SEPERTI APA YANG ANDA BACA? KLIK DI SINI UNTUK BERITA HIBURAN LEBIH LANJUT
PERHATIKAN: POLISI MENYita RUMAH SEHUBUNGAN DENGAN PEMBUNUHAN TUPAC SHAKUR
Davis diduga mengatur pembunuhan Shakur, menurut polisi Las Vegas, setelah perkelahian yang melibatkan Shakur dan Anderson di lobi MGM Grand Garden Arena di Las Vegas.
“Dia (Davis) bukan pelaku penembakan. Dialah yang (diduga) mengikat pistol, membawanya ke dalam mobil dan memberikan pistol kepada sepupunya, Orlando Anderson, yang melakukan penembakan,” kata Kading dalam wawancara sebelumnya dengan Fox News Digital.
“Tetapi karena mereka semua bersekongkol dalam pembunuhan itu, mereka semua bertindak bersama-sama. Mereka semua sama-sama bersalah.”
EX-GANGSTER BILANG DIA TAHU SIAPA YANG BENAR-BENAR MEMBUNUH TUPAC DI SERI NETFLIX
Davis adalah tersangka terakhir yang diduga berada di dalam Cadillac ketika Shakur terbunuh.
Dia berbicara kepada polisi dengan kekebalan pada tahun 2009, menurut Kading, yang berada di ruangan saat interogasi.
“Dia mulai menjelaskan dari sudut pandangnya bagaimana (malam pembunuhan itu) terjadi, dan apa yang dia lakukan pada malam mereka menembak Tupac,” katanya.
KLIK DI SINI UNTUK BERLANGGANAN NEWSLETTER HIBURAN
TONTON: WAWANCARA LENGKAP DENGAN DETEKTIF KADING
Kading mengatakan sikapnya selama interogasi adalah “omong kosong” dan dia berulang kali mengatakan kepada petugas penegak hukum, “Saya Keffe D.”
“Dia punya tipe karakter pembual. Dia pikir dia legenda dalam pikirannya sendiri,” kata Kading.
POLISI RILIS VIDEO SWAT PENGGEMARAN TERKAIT PEMBUNUHAN TUPAC SHAKUR
Keberanian parau itu berlanjut di beberapa film dokumenter dan podcast, terutama film dokumenter tahun 2018 berjudul “Unsolved: The Murders of Tupac and the Notorious BIG” di mana dia mengatakan bahwa dia telah didiagnosis menderita kanker.
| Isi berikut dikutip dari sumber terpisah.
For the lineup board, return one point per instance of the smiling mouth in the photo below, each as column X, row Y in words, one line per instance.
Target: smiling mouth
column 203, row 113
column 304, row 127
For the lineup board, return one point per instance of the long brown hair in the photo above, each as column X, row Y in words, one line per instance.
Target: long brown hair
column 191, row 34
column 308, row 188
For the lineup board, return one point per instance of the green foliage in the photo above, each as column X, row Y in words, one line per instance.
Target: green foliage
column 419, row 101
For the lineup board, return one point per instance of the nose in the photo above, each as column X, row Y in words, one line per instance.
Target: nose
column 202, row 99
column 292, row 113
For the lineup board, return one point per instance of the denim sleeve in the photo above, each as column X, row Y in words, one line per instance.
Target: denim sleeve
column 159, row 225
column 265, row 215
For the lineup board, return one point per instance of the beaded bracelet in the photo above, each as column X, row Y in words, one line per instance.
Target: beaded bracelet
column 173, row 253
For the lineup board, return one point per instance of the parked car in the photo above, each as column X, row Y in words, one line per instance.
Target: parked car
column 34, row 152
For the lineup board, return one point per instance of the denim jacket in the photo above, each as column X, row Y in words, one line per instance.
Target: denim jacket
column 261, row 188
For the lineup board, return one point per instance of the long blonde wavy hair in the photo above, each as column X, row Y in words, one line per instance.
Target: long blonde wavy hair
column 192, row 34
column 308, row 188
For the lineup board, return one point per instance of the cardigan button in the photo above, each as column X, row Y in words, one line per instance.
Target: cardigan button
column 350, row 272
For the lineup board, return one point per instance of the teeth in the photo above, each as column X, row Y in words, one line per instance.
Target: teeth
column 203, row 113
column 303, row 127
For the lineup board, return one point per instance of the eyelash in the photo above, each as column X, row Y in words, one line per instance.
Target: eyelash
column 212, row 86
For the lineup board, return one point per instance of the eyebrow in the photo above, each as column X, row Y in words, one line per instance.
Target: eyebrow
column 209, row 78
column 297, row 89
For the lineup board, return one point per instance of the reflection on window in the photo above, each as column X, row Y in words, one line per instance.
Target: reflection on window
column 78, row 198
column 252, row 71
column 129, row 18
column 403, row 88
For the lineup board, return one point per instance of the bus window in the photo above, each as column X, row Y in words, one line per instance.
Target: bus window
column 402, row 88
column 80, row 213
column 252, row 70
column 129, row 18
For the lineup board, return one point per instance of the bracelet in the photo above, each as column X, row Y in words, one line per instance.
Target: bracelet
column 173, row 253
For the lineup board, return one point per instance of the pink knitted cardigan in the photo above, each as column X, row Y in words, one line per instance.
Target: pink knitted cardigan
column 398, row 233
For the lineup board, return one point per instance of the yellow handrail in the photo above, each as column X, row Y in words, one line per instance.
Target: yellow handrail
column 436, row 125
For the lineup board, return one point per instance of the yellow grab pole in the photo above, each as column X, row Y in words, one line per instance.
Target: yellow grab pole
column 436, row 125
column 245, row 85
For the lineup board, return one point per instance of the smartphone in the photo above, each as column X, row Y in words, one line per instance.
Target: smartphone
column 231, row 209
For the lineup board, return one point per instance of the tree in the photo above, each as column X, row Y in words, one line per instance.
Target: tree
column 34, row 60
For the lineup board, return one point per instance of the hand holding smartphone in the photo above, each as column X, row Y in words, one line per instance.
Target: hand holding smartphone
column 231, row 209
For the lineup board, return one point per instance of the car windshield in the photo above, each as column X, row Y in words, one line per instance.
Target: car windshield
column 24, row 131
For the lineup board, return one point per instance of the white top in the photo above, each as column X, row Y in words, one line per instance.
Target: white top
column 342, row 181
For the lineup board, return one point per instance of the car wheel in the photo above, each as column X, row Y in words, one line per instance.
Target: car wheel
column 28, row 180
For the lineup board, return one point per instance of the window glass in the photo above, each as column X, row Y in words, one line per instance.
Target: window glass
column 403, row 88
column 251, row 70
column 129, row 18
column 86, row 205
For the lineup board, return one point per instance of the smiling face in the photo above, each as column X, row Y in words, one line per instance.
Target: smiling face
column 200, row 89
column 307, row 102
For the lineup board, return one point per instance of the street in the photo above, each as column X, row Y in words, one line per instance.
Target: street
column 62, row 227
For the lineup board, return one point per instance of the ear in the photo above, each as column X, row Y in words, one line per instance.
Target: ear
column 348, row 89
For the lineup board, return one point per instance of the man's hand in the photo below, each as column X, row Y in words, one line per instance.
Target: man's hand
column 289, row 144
Dia juga menulis memoar berjudul “Compton Street Legend”, yang merupakan salah satu barang yang disita penegakan hukum setelah mereka menggerebek rumahnya dengan surat perintah penggeledahan musim panas lalu.

Tupac Shakur lahir di New York dan dibesarkan di Baltimore dan Oakland sebelum mengklaim Los Angeles sebagai rumahnya. (Raymond Boyd/Berkas)
Namun kekebalan yang diberikan kepadanya oleh polisi selama interogasi tahun 2009 tidak mencakup komentar publik, kata Kading, yang menjadi terobosan terbesar dalam salah satu kasus paling terkenal di negara tersebut. kasus dingin.
“Dia berbicara sendiri hingga masuk penjara,” kata Kading.
KLIK DI SINI UNTUK LEBIH BANYAK KEJAHATAN SEJATI DARI FOX NEWS
Shakur berusia 25 tahun ketika dia meninggal. Rekaman solo keempatnya, “All Eyez on Me,” terus menduduki puncak tangga lagu dengan terjual sekitar 5 juta kopi.
Kurangnya kerja sama dari para saksi menghentikan penyelidikan, dan kasus ini tetap tidak terpecahkan selama hampir 30 tahun.
KLIK DI SINI UNTUK MENDAPATKAN APLIKASI FOX NEWS
Pembunuhan Shakur bahkan lebih mengerikan—dan menjadi legenda—setelah liriknya seolah menandakan kematian dininya.
“Bukan hanya kehidupan cepat yang mereka katakan. Jangan pernah bertambah tua, ikuti jejak soulja,” tulisnya dalam lagunya tahun 1991 “Soulja’s Story.”
Asisten Produksi Digital Fox News Mitch Picasso berkontribusi pada laporan ini.